The Escrow Process and the Sale of Your Home

Your home is under contract! Take some time to do a happy dance, and then roll up your sleeves … the hard work is just beginning. And I’m not talking about just packing boxes. Just before you list your home, and just after you sign the purchase agreement are the two busiest times throughout the sale process.

The First 5 Days:

The first important time line requires you to get the Seller Property Disclosure Statement filled out and sent to the buyer. This is a form that you filled out at the time of listing, disclosing every material fact that could impact a buyers decision to purchase, and is sometimes referred to as “that scorpion questionnaire”.  You will only need to review, up-date and sign if you’ve already submitted it with the listing paperwork.

C.L.U.E. Report: 

Now is a good time to mention the CLUE report, which is required to be delivered to the buyer within 5 days of a signed contract to purchase the property. C.L.U.E. stands for Comprehensive Loss Underwriting Exchange and is a report of any claims made on your homeowners insurance over the past 5 years. This is another form of disclosure to the buyer about any damage that has occurred at the home that may affect their decision to buy. You will not be asked to provide this report until after the contract has been signed.  To order a free report, go to .
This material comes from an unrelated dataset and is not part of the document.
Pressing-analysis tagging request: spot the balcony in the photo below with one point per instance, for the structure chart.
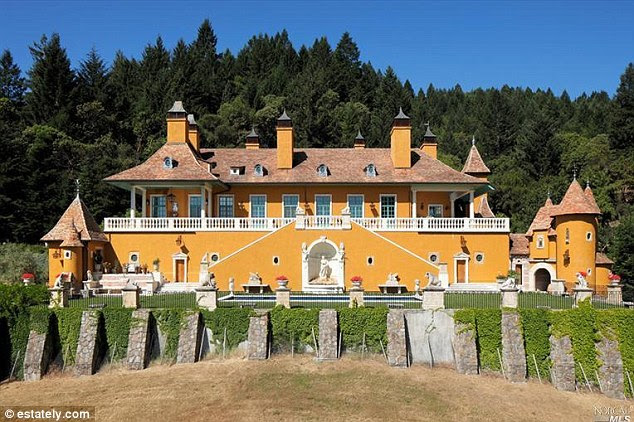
(303, 222)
You’re not done leaving home to let strangers wander through:

Within the first 10 days (unless some other time frame is agreed to in the contract) there will be several appointments made to get into your home. The home inspection will be scheduled, and at least part of that will be attended by the buyers and the buyers agent. The lender, if there is one, will schedule an appraisal. A separate termite inspection may be arranged, and there may be other more specific inspections scheduled (a/c, plumbing, roof, etc.) if the general inspection turns up something that the buyers feel warrants a closer look.
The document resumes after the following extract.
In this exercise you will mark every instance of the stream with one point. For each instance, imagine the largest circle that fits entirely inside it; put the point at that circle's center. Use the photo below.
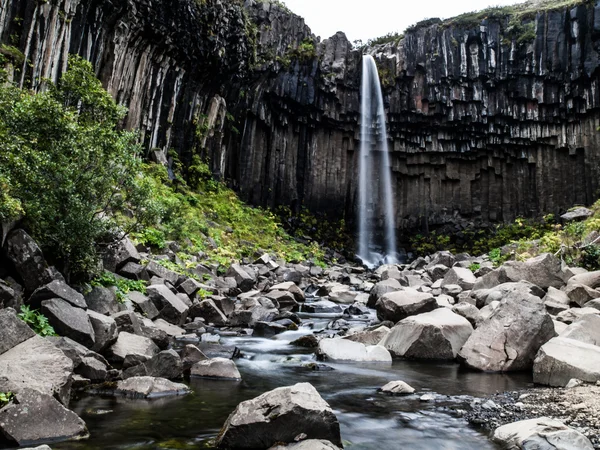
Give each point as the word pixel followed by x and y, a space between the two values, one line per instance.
pixel 368 420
Communication with the title agency:

You’re not only busy bee at this time. The title agent is working to make sure that the transfer of the property can go off without a hitch. Sometimes hitches are uncovered and you will be asked to provide additional documentation or information.

Request for Repairs:

Once the inspections are completed, and within the agreed upon time frame, the buyers will submit a Buyers Inspection Notice and Seller Response, which is a request for repairs of items found during the inspection. You will have some decisions to make regarding the repairs you will agree to and those you won’t. That’s the “sellers response” part. You have 5 days after receiving the requests to respond. The buyers then have 5 days to elect to continue with the sale or disapprove of your response and get their earnest money returned. It can be a tense time, but typically works out  with a reasonable compromise.

Make repairs, pack, and plan for the final walk-through:

Your out of the inspection period. All of the potential derailments have cleared, and this train is on track! Use your time wisely to accomplish all of the repairs promised, get your home packed and solidify your plans for where you’re going. A few days prior to the close of escrow the buyers will be scheduling a final walk through to make sure all repairs are complete, and everything is in the same working condition as it was upon agreeing to purchase. The utilities cannot be turned off until the walk-through has been completed, so plan accordingly.
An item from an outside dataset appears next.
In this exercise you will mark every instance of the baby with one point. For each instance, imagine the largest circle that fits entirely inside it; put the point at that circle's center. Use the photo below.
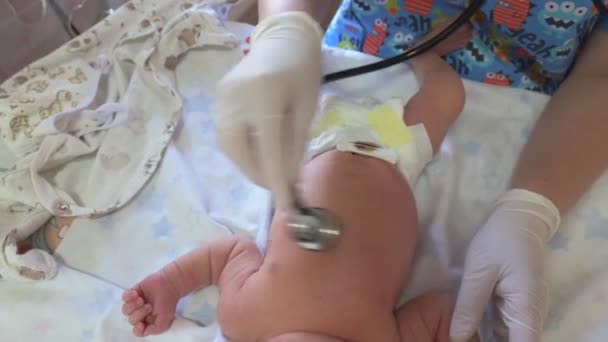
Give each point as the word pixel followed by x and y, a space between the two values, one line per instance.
pixel 363 158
About a week before the close of escrow, you will be contacted to arrange a signing appointment at the title agency, or at a place of your convenience . if the title agency is out of your area. The signing typically takes place 3 days prior to the close of escrow and you are officially “home free” at the time that the deed transfer records with the county recorders office. Be sure to leave your keys, garage door openers, and all other remotes  with the home before you leave it for the last time.